Interspersed in the treatment are attempts to clarify unresolved issues in the MWU agenda. One concerns Kjellmer’s (1991) idea that while natives process language in prefabricated sequences learners rely on grammars and lexicons which leaves them “sounding odd.” A problem is that if fluency is impossible without access to MWU’s (Sinclair, 1991), but learners do become fluent users of second languages, then either they employ such units or else fluency can be achieved on a words-and-rules basis. One way through the paradox is the frequent finding (e.g., Cobb, 2003) that learners do use MWU’s including collocations, and indeed over-use the few that they have, which is why their language sounds odd. Nesselhauf proposes another angles on the Kjellmer question, which there is no space to mention and anyway a review should not give away too much!


It is be hoped that the clear thinking and methodological exactitude of Nesselhauf’s study will be taken up in further studies. Should others accept the challenge to advance the MWU agenda through hard and careful work as Nesselhauf has done, there are some things to watch for in the write-up. First, while detail and precision clearly advance the research, the reading can be heavy going (e.g., pp. 240-241 offer two pages of closely reasoned linguistics with just one example to give a breather). Second, some of the apparatus of a thesis is out of place for a book audience (e.g., 30 pages of endnotes). Third, with all the pains taken to quantify her data, Nesselhauf nonetheless relies entirely on descriptive statistics even when making comparisons (e.g., between collocation counts in timed and non-timed writing). She even describes the results of comparisons with folkloric expressions: the length of stay in an English speaking country “does not seem to lead to” an increased use collocations (p. 236); the percentage of deviant collocations for users and non-users of dictionaries was “exactly the same” at 36.1% (p. 231). Isn’t the point of t-tests to tell us which differences are really different, etc?
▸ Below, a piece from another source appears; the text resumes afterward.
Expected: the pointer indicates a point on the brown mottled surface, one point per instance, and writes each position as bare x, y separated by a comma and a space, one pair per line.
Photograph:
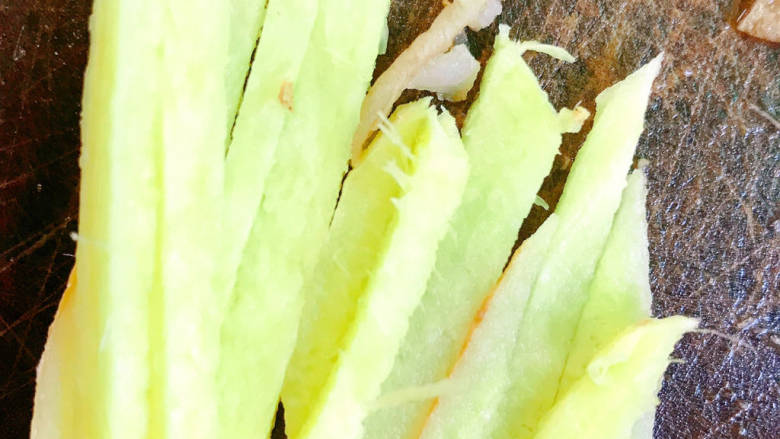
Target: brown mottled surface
713, 141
These criticisms are just to say that no study can do everything and much work remains to be done in this area. The methods developed here are eminently replicable, the holes to plug are obvious. This is not easy research, but careers will be made in it  – this is the first act in a drama that will unfold for years to come.


Jan 3, 2006


By Tom Cobb

Dépt. de linguistique et de didactique des langues

Université du Québec à Montréal

For Canadian Modern Language Review.




Cobb, T. (2003). Analyzing late interlanguage with learner corpora: Quebec replications of three European studies. Canadian Modern Language Review, 59(3), 393-423


Granger, S., Ed. (1998). Learner English on computer. London: Longman.


Kjellmer, G. (1991). A mint of phrases. In Aijmer, K., & Altenberg, B. (Eds.), English Corpus Linguistics (111-127). London: Longman.


Sinclair, J. (1991). Corpus, concordance, collocation. Oxford: Oxford University Press.